On a more practical note: the following existing examples are at least worth looking at for inspiration and maybe even for bootstrapping for models and running code.

1. The OpenInventor demo "Slotcar" can be found on the Intergraph NT machines and may come with the SGI version of OpenInventor. We should try to move this over to the Unix platform if not ttthere already and recompile it, or maybe easier, just run it on the PC using the Visual C++ compiler. The geometry here is close enough for early prototypes, and can probably be modified to look reasonably like what we might want to have in a demo of advanced display ideas. First sort of dditions are


2. Mitch Resnick's Starlogo programming environment has an example of creating different kinds of traffic jams, and then solving them. http://www.media.mit.edu/~starlogo/ has been downloaded to the Powermac Rambutan in Users:ronmac. There are many excellent decentralized system examples, the traffic example is particularly useful in that it shows how two rule vehicle systems can produce moving traffic jams. Here traffic comes in from the left. When the rules are; speed up if there is enough space in front, slow down if not, looking just at the car ahead. If traffic starts with each car at a slightly and randomly different speed, soon the traffic jam appears and begins travelling to the left, toward the traffic.

When the look ahead is increased to two cars, the traffic jam gets worse, a totally non intuitive result.

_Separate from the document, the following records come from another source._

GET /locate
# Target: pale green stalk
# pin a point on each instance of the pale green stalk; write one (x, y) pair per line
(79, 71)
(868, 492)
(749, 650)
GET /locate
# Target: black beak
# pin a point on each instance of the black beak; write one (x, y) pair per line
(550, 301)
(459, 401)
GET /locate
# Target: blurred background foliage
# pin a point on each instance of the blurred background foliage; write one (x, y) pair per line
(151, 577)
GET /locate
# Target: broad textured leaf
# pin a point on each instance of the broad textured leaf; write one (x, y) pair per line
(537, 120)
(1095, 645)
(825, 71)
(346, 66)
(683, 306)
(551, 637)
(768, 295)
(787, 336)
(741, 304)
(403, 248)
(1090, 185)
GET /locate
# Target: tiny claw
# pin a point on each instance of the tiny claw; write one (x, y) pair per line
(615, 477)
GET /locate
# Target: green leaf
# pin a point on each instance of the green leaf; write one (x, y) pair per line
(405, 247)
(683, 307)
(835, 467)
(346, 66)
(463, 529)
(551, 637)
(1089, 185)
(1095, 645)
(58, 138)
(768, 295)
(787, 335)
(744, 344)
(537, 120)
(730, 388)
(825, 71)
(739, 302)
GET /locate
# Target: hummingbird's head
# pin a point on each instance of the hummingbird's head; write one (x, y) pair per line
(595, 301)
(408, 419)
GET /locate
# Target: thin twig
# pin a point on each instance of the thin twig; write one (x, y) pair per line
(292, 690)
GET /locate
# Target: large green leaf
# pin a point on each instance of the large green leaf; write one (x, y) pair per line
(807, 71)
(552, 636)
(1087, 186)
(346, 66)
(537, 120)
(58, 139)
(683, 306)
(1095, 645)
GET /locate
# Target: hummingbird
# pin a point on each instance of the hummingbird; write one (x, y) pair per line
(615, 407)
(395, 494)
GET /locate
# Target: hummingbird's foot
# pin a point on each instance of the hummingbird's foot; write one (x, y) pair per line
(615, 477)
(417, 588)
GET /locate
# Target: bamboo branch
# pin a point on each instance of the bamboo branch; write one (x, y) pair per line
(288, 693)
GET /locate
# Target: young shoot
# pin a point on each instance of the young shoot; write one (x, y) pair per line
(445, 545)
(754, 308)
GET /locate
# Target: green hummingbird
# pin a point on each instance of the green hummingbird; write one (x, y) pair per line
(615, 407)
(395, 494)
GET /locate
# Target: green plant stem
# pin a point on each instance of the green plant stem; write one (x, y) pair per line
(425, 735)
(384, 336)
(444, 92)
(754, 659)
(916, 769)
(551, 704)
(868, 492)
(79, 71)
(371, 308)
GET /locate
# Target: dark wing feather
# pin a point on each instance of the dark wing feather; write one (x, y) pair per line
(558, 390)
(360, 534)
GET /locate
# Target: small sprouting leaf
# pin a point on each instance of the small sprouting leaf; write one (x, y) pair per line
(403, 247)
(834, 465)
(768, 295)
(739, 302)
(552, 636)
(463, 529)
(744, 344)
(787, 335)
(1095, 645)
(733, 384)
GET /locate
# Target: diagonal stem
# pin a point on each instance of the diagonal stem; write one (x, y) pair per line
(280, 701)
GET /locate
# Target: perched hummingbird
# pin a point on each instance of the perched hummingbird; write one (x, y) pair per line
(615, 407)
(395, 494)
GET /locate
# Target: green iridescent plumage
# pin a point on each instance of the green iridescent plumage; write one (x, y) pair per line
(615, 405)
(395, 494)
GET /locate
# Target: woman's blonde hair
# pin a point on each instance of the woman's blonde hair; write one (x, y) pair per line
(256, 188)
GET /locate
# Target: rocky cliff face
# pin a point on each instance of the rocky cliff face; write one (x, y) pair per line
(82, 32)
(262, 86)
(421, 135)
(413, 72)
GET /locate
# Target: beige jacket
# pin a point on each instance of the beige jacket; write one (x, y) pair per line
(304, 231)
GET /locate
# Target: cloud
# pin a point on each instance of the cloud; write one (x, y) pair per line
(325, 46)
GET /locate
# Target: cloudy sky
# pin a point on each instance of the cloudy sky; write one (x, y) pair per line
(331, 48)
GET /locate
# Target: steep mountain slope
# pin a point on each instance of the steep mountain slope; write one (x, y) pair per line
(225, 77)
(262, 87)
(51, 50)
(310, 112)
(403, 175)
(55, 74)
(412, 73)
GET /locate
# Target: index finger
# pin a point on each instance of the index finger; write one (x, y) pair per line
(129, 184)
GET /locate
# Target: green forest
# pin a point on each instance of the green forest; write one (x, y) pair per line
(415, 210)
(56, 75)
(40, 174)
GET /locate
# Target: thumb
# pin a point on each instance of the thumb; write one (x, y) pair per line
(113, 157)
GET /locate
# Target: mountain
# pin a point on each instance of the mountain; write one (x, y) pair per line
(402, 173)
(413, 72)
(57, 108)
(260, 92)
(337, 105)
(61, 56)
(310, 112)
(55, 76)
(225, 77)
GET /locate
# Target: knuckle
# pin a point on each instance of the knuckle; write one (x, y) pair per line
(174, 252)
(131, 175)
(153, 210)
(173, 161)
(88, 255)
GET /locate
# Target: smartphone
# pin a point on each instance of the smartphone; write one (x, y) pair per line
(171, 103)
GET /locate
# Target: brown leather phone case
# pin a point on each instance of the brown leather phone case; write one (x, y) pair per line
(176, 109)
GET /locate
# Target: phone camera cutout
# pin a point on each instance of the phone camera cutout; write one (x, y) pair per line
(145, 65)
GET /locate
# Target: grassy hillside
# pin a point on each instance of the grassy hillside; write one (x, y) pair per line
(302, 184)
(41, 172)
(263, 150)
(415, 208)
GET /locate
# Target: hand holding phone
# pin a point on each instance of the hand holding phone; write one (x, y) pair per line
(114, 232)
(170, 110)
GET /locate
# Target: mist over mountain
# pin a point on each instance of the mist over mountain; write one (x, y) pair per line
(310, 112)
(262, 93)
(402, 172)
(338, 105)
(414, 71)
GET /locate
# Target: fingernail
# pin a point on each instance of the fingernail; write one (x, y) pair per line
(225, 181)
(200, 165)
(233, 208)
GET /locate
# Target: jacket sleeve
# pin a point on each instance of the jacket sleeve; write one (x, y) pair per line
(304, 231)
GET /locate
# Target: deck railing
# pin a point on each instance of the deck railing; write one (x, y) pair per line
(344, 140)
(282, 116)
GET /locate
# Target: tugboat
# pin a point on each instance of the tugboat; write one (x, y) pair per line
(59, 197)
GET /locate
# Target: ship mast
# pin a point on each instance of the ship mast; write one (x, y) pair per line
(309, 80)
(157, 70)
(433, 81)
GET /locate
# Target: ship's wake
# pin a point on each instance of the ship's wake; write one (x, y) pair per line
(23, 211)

In thinking about ways to visualize the multiple objects of interest, with competing needs to show them in their logical and spatial relations, we came up with a beginning scenario, tilting toward the spatial representation where geographic components are important and we feel we have the luxury of enough display space, with 3D graphics assist to zoom and tilt whenever is needed. The visual idea was to look at the journey along a GIS 2.5D landscape, viewing the landscape from a 45deg angle, vertically separating the layers of interest, letting the layers of most interest to the situation at hand rise to the top of the Z axis, letting the non relevant layers fall to the bottom, with a fixed geographic groundplane (somewhere in there). What would be interesting would be to watch the layers aggregate to form the rule under which the train is currently operating, a form of visual inferencing. Certainly as the train is moving through the landscape the layers will dynamically relocate in terms of their relavance, and this dance should be very interesting to watch.